石木ダム付け替え道路 座り込み区間工期延長せず 県、いったん打ち切り

2020/12/22 [11:00] 公開

 長崎県と佐世保市が東彼川棚町に計画する石木ダム建設事業で、県は21日、県道付け替え道路工事のうち、反対住民らが座り込みを続ける区間の工期を25日から延長せず、施工業者との契約をいったん打ち切って精算する方針を明らかにした。県石木ダム建設事務所は「安全に配慮しながら工期内に施工するのは難しいと判断した」と説明している。
 座り込み場所付近の約140メートルの区間は盛り土工事を進められず、これまで工期を3度延長。最新の工期が25日に迫っていた。盛り土工事について、同事務所は今後、新たに発注し直すか、他区間を施工中の業者に追加で工事してもらうか検討するという。
 県は6月、工事に支障があるとして、座り込み場所周辺に置かれたテーブルなどの私物撤去を求めたが住民らが応じなかったため、工期を8月末から10月末に2度目の延長。
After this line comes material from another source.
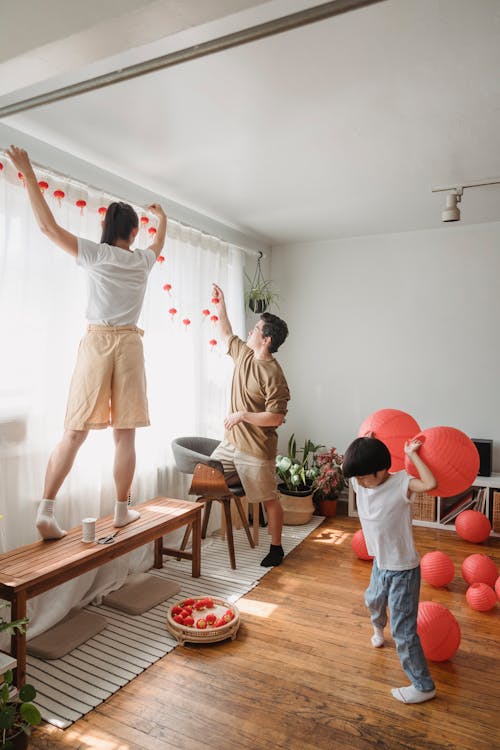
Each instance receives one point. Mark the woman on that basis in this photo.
(108, 385)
10月には住民の帰宅後に盛り土工事を試みたが、戻った住民に阻止され再び2カ月延長した。今月11日には「安全に工事を進める目的」で現場入り口を防護柵でふさぎ、私物がない部分の工事を進めようとしたが、柵を突破した住民が重機近くに座り込んだため中止した。
 同事務所は私物の撤去について「自主的に動かしてもらえるよう今後もお願いしていく」としている。
 県はまた、15日に本体工事として初めて入札を実施したダム本体両端斜面の掘削工事について、21日付で佐世保市内の落札業者と契約を結んだと明らかにした。工期は24日から来年3月26日まで。施工計画の協議など1カ月程度準備を進めた後、着工する見通し。